Why We Broke Up by Daniel Handler

Sixteen-year-old Min Green writes a letter to Ed Slaterton in which she breaks up with him, documenting their relationship and how items in the accompanying box, from bottle caps to a cookbook, foretell the end.
I have a love hate relationship with this book. I heard it talked about all over the internet, so when it went on sale, I bought it. I didn’t know when I started it, and I still don’t know now, why this book got so much hype. Both Min and Ed are painfully generic characters that feed into their stereotypes.

I never really ended up caring about either of them, and that made it difficult to finish this book. It got to the point where I was half way through it and I figured that I might as well just finish it incase it gets better at the end.

To me, it never did. I guess there must have been something about it that kept me reading, but I wouldn’t openly recommend the book to anyone.

2.5/5 Stars

Memorable Quotes: “I’m telling you why we broke up, Ed. I’m writing it in this letter, the whole truth of why it happened. And the truth is that I goddamn loved you so much.”

“You could never truly see the movies in my head and that, Ed, is why we broke up.”

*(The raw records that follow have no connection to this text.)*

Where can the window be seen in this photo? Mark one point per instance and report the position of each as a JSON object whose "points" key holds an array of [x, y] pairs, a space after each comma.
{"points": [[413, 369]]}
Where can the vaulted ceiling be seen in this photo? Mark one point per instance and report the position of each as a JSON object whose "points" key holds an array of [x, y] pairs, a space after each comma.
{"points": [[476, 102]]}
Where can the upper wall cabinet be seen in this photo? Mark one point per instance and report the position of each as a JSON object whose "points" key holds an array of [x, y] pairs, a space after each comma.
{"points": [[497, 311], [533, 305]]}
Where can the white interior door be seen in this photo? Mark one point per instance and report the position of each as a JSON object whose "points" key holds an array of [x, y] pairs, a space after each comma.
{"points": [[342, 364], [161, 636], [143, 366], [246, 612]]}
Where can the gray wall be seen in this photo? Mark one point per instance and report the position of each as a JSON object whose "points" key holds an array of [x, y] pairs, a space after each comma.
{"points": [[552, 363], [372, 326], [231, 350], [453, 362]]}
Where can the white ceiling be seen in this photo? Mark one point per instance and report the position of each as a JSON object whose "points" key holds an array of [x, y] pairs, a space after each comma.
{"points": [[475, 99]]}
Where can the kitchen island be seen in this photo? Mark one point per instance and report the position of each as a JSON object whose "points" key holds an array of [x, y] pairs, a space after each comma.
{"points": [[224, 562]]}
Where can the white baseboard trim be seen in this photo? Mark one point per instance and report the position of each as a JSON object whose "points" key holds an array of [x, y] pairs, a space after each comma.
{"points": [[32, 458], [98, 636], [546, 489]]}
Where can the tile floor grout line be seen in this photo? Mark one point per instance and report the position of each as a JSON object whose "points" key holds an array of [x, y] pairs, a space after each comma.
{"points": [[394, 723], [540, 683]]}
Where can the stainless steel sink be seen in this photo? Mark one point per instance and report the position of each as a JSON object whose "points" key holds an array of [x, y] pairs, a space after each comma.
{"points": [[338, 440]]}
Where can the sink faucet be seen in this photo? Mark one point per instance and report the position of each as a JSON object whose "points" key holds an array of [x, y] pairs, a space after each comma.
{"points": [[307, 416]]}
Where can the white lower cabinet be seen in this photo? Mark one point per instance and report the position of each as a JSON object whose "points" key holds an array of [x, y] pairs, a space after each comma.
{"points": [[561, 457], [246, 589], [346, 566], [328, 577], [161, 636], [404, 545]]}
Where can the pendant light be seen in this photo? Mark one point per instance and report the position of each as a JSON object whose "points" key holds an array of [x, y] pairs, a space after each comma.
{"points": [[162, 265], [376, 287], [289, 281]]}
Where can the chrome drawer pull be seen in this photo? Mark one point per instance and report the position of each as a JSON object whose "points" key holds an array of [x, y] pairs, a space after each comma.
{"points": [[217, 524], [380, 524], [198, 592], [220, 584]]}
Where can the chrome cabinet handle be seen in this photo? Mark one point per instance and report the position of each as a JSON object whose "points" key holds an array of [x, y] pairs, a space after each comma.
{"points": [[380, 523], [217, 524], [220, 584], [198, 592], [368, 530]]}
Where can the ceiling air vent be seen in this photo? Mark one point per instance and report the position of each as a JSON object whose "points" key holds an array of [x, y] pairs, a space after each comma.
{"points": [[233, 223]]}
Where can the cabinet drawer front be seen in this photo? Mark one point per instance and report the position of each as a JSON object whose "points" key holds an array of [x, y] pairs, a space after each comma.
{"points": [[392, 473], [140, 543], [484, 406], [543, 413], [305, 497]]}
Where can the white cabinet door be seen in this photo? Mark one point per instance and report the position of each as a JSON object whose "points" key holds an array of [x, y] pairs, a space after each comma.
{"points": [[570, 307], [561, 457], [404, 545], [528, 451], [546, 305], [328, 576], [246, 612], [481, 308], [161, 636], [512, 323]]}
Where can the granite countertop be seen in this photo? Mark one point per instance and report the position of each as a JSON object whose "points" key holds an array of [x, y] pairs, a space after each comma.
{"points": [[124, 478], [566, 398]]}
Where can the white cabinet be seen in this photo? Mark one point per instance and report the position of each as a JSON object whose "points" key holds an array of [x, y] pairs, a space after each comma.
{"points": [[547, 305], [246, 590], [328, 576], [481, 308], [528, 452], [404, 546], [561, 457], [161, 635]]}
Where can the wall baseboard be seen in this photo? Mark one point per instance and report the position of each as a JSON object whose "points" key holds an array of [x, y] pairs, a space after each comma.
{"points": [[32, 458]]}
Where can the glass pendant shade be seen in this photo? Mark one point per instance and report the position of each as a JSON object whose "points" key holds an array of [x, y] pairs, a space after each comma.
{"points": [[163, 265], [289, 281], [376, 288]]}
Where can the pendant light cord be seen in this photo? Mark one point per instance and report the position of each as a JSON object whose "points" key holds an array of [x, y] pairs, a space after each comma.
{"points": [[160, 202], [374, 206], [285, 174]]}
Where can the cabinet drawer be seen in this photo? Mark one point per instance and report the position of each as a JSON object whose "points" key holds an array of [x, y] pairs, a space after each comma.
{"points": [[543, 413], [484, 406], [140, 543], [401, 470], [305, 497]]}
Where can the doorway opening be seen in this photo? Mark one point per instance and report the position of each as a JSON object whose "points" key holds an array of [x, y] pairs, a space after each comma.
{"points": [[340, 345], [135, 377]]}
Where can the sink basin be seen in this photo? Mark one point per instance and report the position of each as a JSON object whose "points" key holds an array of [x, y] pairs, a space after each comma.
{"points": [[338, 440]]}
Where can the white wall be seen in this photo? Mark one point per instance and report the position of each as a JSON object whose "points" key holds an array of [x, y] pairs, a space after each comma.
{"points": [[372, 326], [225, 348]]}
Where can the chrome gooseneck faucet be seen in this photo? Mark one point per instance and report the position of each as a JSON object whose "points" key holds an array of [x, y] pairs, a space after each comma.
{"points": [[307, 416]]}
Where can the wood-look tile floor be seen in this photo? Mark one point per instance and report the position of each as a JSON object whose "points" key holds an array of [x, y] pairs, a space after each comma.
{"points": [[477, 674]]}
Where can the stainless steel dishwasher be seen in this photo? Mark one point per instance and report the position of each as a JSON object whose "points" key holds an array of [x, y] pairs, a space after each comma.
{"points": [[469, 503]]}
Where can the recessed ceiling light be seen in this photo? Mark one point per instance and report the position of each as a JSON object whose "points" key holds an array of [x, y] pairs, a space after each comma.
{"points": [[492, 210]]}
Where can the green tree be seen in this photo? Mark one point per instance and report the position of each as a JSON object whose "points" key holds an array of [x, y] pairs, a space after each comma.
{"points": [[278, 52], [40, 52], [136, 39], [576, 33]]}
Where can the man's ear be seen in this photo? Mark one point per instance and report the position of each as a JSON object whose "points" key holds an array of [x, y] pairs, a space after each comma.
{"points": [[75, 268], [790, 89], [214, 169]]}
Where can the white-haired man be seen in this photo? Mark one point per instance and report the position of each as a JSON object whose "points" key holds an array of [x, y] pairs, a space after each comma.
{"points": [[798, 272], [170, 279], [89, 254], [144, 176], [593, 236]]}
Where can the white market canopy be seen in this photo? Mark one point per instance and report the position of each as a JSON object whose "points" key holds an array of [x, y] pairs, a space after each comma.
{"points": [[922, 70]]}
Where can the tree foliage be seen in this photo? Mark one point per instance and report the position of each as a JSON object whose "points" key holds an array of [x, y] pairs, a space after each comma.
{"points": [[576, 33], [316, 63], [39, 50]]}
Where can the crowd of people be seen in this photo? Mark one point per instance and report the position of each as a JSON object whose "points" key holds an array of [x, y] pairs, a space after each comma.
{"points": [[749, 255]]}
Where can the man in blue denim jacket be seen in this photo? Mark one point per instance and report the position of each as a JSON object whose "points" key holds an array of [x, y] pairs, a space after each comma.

“It was everything, those nights on the phone, everything we said until late became later and then later and very late and finally to go to bed with my ear warm and worn red from holding the phone close close close so as not to miss a word of what it was, because who cared how tired I was in the humdrum slave drive of our days without each other. I’d ruin any day, all my days, for those long nights with you, and I did. But that’s why right there it was doomed. We couldn’t only have the magic nights buzzing through the wires. We had to have the days, too, the bright impatient days spoiling everything with their unavoidable schedules, their mandatory times that don’t overlap, their loyal friends who don’t get along, the unforgiven travesties torn from the wall no matter what promises are uttered past midnight.”